The military title of Mr. Wilder was due to his natural proclivity to military pursuits-probably a hereditary tendency. The carliest ancestor to whom the family has been traced was Nicholas Wilder, a chieftain in the army of the Earl of Richmond who fought and won the battle of Bosworth in 1485. Mr. Wilder's ancestors rendered meritorious services to their country in the Indian wars, in the Revolution, and in Shays's insurrection. The warm

blood and courageous daring of the old Puritan warriors, exhibited in many sanguinary encounters with dusky and lighter colored foes of the forest and sea-coast, had been transmitted to him. Opportunities for the display of hereditary qualities in actual warfare were wanting, but the pomp of preparation supplied the lack. At an early age he took a keen interest in military affairs, at sixteen was enrolled in the militia of New Hampshire, and at twenty-one was commissioned as Adjutant. He organized and equipped the Rindge Light Infantry, and was chosen its Captain. At twenty-five he was elected Lieutenant Colonel and at twentysix was commissioned as Colonel of the Twelfth regiment. Soon after his removal to Boston he joined the Ancient and Honorable Artillery Company; and, after having been nominated four times. and as frequently declining the honor, in 1857 he accepted the command.

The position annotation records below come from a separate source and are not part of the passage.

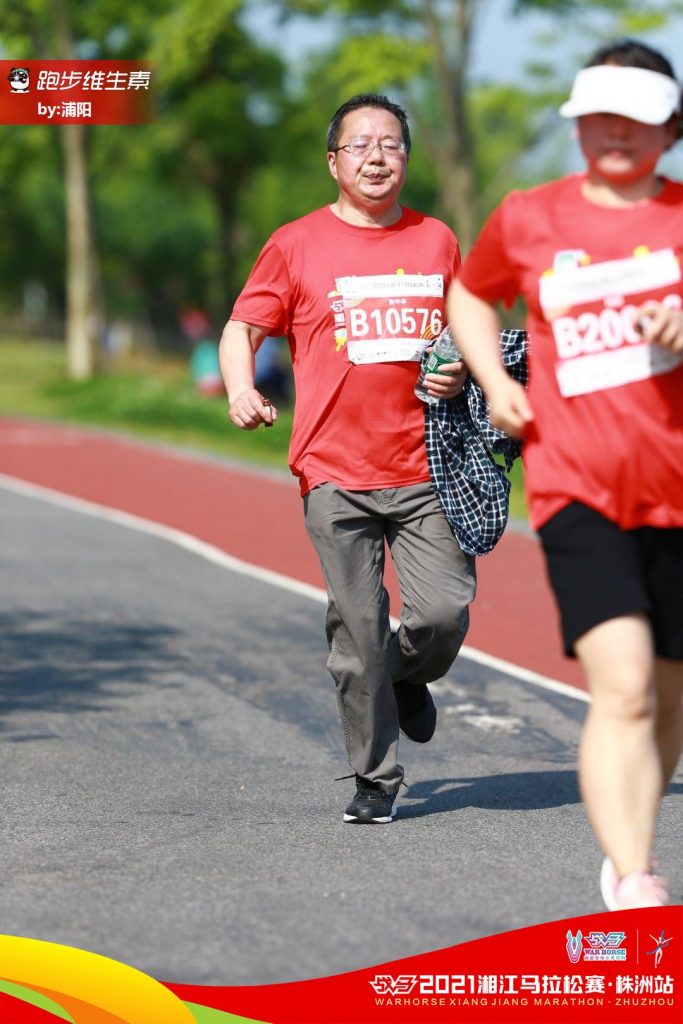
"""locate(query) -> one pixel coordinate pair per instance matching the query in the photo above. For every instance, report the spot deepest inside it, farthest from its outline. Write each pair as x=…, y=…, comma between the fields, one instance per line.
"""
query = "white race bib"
x=391, y=316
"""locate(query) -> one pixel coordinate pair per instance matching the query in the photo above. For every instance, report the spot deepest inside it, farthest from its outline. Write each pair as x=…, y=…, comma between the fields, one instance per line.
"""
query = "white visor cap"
x=633, y=92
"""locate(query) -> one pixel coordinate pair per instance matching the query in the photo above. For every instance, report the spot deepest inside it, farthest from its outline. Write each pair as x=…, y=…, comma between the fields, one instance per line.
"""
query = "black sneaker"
x=372, y=805
x=417, y=712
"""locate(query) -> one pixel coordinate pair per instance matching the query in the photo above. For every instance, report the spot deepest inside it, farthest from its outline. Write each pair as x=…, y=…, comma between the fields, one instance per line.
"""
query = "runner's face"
x=374, y=180
x=621, y=151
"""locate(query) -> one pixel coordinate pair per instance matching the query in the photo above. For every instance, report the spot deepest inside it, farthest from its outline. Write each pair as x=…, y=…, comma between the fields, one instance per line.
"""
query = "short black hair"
x=358, y=102
x=633, y=53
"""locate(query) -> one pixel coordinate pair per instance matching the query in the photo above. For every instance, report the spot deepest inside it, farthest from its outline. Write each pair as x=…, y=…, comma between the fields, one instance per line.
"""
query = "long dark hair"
x=632, y=53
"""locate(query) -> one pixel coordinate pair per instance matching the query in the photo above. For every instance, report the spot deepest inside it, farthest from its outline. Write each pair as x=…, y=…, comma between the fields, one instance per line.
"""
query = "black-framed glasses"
x=364, y=147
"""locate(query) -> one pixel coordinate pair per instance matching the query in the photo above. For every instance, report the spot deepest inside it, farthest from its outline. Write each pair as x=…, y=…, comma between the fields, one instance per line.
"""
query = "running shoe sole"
x=385, y=820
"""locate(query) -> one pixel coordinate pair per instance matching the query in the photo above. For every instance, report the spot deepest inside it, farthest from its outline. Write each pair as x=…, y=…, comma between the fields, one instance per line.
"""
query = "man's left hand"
x=449, y=382
x=659, y=325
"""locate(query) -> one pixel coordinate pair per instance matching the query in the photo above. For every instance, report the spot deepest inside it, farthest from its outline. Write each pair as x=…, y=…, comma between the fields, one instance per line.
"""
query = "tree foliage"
x=237, y=145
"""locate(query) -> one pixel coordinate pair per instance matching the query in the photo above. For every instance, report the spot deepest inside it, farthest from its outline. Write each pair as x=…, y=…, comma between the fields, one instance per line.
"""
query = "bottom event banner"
x=625, y=967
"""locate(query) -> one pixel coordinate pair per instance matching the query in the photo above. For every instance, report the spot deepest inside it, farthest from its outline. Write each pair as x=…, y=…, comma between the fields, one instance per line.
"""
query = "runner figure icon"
x=658, y=947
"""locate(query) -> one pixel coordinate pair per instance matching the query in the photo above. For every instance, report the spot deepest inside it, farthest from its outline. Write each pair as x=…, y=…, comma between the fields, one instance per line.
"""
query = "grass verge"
x=148, y=398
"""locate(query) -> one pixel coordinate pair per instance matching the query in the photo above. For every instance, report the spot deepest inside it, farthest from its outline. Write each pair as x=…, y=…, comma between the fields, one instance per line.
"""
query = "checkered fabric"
x=472, y=487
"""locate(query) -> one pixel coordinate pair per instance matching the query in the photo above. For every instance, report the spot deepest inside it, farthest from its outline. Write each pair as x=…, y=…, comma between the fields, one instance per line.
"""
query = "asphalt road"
x=169, y=743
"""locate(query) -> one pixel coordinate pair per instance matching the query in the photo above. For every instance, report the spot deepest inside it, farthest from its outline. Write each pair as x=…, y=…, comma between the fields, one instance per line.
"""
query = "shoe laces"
x=366, y=787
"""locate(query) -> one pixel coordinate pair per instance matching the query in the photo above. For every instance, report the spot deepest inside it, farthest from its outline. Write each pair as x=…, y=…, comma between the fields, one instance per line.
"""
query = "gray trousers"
x=437, y=582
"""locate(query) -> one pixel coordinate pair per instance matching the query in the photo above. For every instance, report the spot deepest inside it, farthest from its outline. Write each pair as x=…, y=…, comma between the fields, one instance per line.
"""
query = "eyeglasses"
x=364, y=147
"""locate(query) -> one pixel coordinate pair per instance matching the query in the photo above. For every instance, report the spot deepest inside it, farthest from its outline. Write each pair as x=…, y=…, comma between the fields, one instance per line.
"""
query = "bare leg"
x=669, y=726
x=620, y=768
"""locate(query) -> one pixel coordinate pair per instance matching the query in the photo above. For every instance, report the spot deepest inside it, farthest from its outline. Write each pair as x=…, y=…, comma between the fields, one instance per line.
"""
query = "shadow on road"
x=52, y=665
x=511, y=792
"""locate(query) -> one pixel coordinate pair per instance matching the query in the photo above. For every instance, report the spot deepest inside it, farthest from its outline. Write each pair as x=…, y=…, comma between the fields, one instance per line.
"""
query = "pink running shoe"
x=635, y=890
x=609, y=882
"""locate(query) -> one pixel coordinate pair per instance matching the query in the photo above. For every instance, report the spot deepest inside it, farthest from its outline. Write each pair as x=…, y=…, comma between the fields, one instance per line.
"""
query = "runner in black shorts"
x=597, y=257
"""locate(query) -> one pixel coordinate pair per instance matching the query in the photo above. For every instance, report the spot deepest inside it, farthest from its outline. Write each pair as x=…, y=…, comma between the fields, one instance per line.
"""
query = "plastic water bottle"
x=443, y=351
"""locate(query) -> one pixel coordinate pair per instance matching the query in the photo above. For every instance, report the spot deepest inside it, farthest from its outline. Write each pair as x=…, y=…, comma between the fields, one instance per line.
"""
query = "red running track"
x=258, y=518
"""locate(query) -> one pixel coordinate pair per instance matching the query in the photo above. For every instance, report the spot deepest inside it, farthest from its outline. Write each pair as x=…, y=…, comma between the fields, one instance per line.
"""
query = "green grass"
x=151, y=398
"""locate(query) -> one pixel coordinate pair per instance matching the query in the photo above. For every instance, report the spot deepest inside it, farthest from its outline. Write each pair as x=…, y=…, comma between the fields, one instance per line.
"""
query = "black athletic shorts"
x=600, y=571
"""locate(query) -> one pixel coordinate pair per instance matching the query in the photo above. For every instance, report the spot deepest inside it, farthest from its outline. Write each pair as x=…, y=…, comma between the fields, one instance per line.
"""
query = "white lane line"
x=218, y=557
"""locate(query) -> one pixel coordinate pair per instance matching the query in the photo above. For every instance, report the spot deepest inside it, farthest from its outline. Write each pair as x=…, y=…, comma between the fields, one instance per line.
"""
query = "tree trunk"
x=84, y=305
x=453, y=148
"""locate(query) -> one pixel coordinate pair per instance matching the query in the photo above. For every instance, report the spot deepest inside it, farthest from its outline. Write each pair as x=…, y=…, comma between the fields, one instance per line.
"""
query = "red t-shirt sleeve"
x=265, y=298
x=488, y=270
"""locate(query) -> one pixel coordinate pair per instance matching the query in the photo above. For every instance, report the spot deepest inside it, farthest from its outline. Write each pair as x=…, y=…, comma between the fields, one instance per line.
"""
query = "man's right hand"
x=509, y=409
x=249, y=411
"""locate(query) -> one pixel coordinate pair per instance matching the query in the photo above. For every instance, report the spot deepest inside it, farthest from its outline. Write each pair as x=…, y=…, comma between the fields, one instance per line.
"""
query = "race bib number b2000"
x=391, y=317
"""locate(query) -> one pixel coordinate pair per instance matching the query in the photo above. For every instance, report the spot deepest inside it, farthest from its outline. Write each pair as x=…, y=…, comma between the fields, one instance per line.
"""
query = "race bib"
x=392, y=316
x=591, y=309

This artillery corps is the only offspring of the Royal Artillery Company of London, founded in 1537 and commanded by the various sovereigns of England. Colonel Wilder entered into an interesting correspondence with Prince Albert, then in command, sending to him a copy of the history of the Boston Company, and receiving in return an elegant copy of Highmore's History of the Royal Artillery Company. At the two hundred and nineteenth anniversary, in 1857, Prince Albert was, on motion of Colonel Wilder, elected a special honorary member, and at the anniversary in 1878 the present Commander of the corps, the Prince of Wales, was, at the instance of Colonel Wilder, made a special honorary member as his father had been, twenty-one years before.

On the 7th of November, 1849, a festival of the Sons of New Hampshire was celebrated at Boston. The Hon. Daniel Webster presided and Mr. Wilder was Vice-President. The association again met on the 29th of October, 1852, to attend the funeral of Mr. Webster. On this occasion the Legislature and other citizens of New Hampshire were received at the Lowell depot and addressed by Mr. Wilder in behalf of the sons of that State resident in Boston. The "Sons" celebrated their second festival November 2, 1853. Mr. Wilder occupied the chair as President and delivered one of his most able and eloquent addresses. They assembled again June 20, 1861, to receive and welcome the New Hampshire regiment of volunteers; and escorted them to Music Hall, where Mr. Wilder addressed them in a patriotic speech appropriate to their departure for the field of battle.